This Week: The Rum Diary, Steven Spielberg's War Horse, Adam Sandler in drag, and more.
The newest Rum Diary poster looks a liiiittle closer to the tone of the book, but it still seems... I don't know... cutesy ("he's only wearing one sock, lol!"). But I don't know what I expected. At some point, we've all got to face that they're not going to put a girl getting gang raped on the poster. Also, I realize this wouldn't be accurate to the source material, but it'd be awesome if Johnny Depp was wearing that big lizard tail from Fear and Loathing. And if anyone knows where I can get one of those, please, inquire within. I don't have money, but I'm willing to barter. (*bats eyes, tries to do sexy dance, trips over cat*)

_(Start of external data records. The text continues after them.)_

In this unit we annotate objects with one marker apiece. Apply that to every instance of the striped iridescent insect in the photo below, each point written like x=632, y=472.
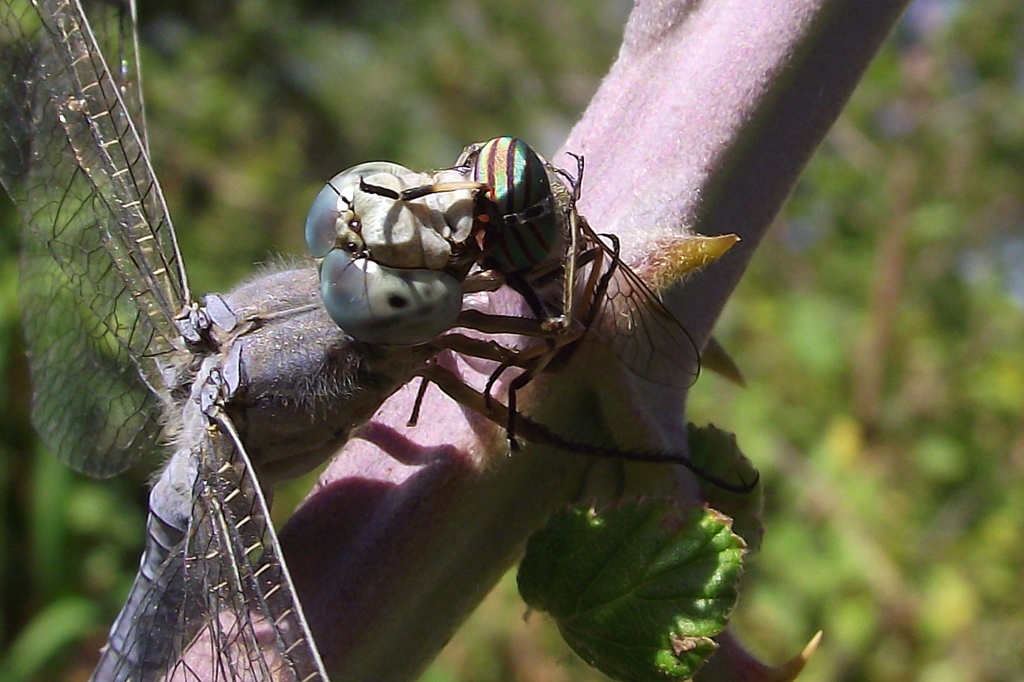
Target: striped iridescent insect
x=249, y=388
x=526, y=227
x=339, y=230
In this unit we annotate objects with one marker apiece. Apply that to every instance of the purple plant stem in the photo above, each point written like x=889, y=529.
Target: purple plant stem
x=702, y=124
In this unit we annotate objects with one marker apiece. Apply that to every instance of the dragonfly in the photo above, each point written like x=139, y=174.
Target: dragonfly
x=123, y=358
x=524, y=227
x=251, y=387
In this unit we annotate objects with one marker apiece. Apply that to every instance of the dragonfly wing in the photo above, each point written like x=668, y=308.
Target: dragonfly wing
x=221, y=606
x=101, y=278
x=644, y=334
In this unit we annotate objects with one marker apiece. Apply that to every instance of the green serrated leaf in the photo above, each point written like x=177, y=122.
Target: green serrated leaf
x=639, y=589
x=716, y=452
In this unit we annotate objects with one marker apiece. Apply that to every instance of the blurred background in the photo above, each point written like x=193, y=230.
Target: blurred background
x=881, y=327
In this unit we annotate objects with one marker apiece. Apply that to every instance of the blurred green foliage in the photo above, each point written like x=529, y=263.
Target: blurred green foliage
x=880, y=327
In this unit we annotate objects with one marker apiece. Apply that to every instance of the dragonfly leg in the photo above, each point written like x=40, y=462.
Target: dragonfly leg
x=414, y=418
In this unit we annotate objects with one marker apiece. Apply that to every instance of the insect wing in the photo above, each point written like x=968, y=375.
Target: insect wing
x=221, y=606
x=644, y=334
x=101, y=276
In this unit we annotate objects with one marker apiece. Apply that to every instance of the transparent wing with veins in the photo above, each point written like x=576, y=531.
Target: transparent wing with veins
x=644, y=334
x=220, y=606
x=101, y=276
x=101, y=286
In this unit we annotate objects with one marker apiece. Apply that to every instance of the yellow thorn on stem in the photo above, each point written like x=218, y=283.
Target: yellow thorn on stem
x=673, y=261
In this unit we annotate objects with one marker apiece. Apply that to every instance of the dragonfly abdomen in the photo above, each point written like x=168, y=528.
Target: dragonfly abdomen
x=523, y=227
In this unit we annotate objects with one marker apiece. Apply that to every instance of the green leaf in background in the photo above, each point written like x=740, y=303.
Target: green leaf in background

STEVEN SPIELBERG'S WAR HORSE! This could be the Dolphin Tale of horse war movies! TELL ME ABOUT THE FOG OF WAR, YOU GALLANT BEAST! "NEEEIIIGH, young men die, NEEEEIIIGH! YUM, OATS!"

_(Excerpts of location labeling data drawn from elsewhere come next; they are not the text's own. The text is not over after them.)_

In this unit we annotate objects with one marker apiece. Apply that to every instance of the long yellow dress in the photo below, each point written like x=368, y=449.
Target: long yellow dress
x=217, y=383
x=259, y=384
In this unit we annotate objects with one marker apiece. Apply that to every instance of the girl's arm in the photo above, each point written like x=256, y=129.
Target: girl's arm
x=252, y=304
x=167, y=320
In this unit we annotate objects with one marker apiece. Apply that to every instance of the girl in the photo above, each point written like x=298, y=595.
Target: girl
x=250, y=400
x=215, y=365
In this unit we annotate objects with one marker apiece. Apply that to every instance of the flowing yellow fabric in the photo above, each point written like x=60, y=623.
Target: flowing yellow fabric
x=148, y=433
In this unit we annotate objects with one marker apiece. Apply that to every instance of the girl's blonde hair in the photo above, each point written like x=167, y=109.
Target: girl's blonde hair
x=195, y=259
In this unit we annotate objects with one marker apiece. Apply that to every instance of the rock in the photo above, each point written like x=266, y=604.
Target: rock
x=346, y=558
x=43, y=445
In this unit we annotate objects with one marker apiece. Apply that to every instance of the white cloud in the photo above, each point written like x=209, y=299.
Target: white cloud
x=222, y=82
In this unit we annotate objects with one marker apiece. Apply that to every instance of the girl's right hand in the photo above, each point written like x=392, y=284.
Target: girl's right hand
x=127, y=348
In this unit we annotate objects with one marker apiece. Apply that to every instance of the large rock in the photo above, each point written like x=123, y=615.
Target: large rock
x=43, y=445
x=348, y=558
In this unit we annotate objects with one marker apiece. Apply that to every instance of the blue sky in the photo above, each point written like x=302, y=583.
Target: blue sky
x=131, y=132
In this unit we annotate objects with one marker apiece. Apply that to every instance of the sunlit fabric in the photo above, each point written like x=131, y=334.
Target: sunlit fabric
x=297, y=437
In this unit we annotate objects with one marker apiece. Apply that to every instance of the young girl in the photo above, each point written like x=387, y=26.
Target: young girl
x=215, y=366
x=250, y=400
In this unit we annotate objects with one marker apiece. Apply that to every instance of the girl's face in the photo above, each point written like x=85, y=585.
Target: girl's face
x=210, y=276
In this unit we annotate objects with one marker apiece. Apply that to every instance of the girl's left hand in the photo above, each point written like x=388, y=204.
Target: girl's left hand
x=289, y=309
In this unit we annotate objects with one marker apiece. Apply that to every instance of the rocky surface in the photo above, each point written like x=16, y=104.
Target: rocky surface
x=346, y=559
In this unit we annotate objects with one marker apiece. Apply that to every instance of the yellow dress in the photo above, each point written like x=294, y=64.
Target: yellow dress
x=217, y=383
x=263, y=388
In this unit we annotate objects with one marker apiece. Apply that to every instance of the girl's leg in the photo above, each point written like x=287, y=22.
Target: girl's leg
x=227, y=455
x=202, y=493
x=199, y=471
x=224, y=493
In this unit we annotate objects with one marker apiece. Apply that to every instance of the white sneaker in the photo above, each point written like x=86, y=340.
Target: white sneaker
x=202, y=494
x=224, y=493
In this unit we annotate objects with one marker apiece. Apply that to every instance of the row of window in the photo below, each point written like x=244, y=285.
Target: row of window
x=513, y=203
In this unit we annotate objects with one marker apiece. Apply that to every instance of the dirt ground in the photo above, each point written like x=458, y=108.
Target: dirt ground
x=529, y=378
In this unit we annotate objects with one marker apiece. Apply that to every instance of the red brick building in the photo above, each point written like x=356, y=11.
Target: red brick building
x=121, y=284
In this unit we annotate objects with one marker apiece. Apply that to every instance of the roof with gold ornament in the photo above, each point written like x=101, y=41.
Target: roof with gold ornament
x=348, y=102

In related news, in Real Steel, Hugh Jackman is clearly the Marine Biologist Harry Connick Jr. of robot boxing instructors. I look forward to examining all future films through the lens of Dolphin Tale.
Somewhere in Hollywood, there's an agent or a producer telling a young actor why he won't get representation, or a screenwriter that her script isn't good enough, while this poster adorns the wall.
[via WAMG]
I could probably finish two or three more posts a day if I stopped making stupid Photoshops, but I just can't help myself.
Time out, John Cena AND Ethan Embry? Does this mean I have to pay double admission? Because I totally would. Let's face it, that's still a deal.
At first I assumed this was just another parody poster for The Muppets, but no, it's actually a real documentary about the puppeteer behind Elmo, Kevin Clash. That guy must get a TON of p*ssy.
And here we have the Spanish poster for Jack and Jill, or as it's known in Latin America, "Yack y Yill." Uhhh... did they just find a random Mexican dude and stick him in the poster? Because I'm pretty sure he wasn't in any of the trailers for a single second. You know who was though? Al Pacino. Yeah. Let that roll around in your noodle for a while.
Everything I've seen from this movie so far has been boneheaded and kind of lame. Not in an evil, Jerry Bruckheimer kind of way, just in an ugh-I-wish-this-wasn't-so-lame kind of way.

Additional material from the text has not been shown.